Trekbokke of the Karoo

springbok
Imagine waking up in the slumbering little Karoo town of Beaufort West in 1849. All is still except for a distant rumbling that grows louder and louder until suddenly, in a crescendo of hooves and dust, the first few thousand springbok enter the town.

All day long they trudge through, and soon the streets echo with gunfire as the townsfolk shoot at this plague of gazelles from their stoeps. With them, swept along as if by a tide, come other animals – eland, wildebeest, quagga, blesbok.

The migrating springbok, the front row spread out over many kilometres, are an unstoppable force, glazed-eyed and zombie-like. They consume vegetation like locusts and trample all before them – sheep, fences, wagons and even oxen.

springbok
Springbok – one of the icons of the Karoo.

“For three full days the trekbokke passed the village, and they left the veld looking as though it had been consumed by fire,” recounts Lawrence Green in his book Karoo.

The springbok migrations were one of southern Africa’s greatest natural spectacles, a lemming-like phenomenon that would have dwarfed anything the Serengeti could offer up in a good season.

Hunters thought the seemingly endless herds were infinite, so they blazed away.
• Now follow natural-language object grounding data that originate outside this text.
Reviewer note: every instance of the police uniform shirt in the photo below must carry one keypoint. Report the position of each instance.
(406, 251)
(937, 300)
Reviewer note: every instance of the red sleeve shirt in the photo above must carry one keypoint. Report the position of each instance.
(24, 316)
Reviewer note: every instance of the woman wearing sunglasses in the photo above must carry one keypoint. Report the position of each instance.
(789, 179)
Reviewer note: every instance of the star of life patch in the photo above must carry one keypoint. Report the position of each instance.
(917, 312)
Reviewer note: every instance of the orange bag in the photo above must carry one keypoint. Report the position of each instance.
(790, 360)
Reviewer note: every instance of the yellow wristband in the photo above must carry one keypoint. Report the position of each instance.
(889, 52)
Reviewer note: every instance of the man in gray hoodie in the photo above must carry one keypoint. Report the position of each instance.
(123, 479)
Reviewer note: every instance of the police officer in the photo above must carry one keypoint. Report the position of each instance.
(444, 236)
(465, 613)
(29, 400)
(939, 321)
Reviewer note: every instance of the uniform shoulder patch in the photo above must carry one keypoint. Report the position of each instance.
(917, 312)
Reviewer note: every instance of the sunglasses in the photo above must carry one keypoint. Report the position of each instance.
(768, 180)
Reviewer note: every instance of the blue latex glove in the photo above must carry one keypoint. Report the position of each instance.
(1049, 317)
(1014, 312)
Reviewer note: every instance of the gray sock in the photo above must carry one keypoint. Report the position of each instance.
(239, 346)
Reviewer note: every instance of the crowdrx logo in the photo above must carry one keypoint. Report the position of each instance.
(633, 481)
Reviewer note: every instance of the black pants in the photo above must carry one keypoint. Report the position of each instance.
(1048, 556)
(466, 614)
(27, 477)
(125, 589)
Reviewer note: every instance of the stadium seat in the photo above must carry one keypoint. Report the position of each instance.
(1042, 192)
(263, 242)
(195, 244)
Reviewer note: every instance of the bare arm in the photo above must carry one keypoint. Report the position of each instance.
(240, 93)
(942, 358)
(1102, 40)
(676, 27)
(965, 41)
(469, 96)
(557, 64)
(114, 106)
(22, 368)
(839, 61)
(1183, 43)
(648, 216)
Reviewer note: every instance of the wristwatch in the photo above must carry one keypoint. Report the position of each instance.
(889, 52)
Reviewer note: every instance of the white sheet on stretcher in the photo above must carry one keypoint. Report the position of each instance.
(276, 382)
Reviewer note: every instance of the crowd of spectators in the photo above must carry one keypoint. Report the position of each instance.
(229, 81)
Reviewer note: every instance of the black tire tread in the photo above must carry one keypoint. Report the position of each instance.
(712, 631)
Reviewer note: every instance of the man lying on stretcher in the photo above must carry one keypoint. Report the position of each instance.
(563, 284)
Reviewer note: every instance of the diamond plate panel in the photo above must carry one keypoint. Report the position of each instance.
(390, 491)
But the gun and the fence ripped the trekbok numbers to shreds before anyone could solve the mystery of their movements.

The last recorded migration was in 1896. But some Eastern Karoo farmers say there are still trekbokke, restless individuals that move from farm to farm. Maybe one day, in a time of unfenced mega-reserves, the great springbok waves will cross the Karoo again …

 

 

One thought on “Trekbokke of the Karoo

  1. Joyce Kotzè says:

    Thank you for pointing me to this site. Beautiful photos. In Eve Palmer’s book -The plains of the Camdeboo- is a description of a migration. Page 147 -153. She writes that the earlier scientists considered that instinct played a part. A result of some imperative impluse rather than the excercise of free will. Also that some migrations were in the hundred of thousands. I think I know now how to approach this subject which I compare to ‘going over the top’ in WW1. Thanks to all Karoo people. Joyce.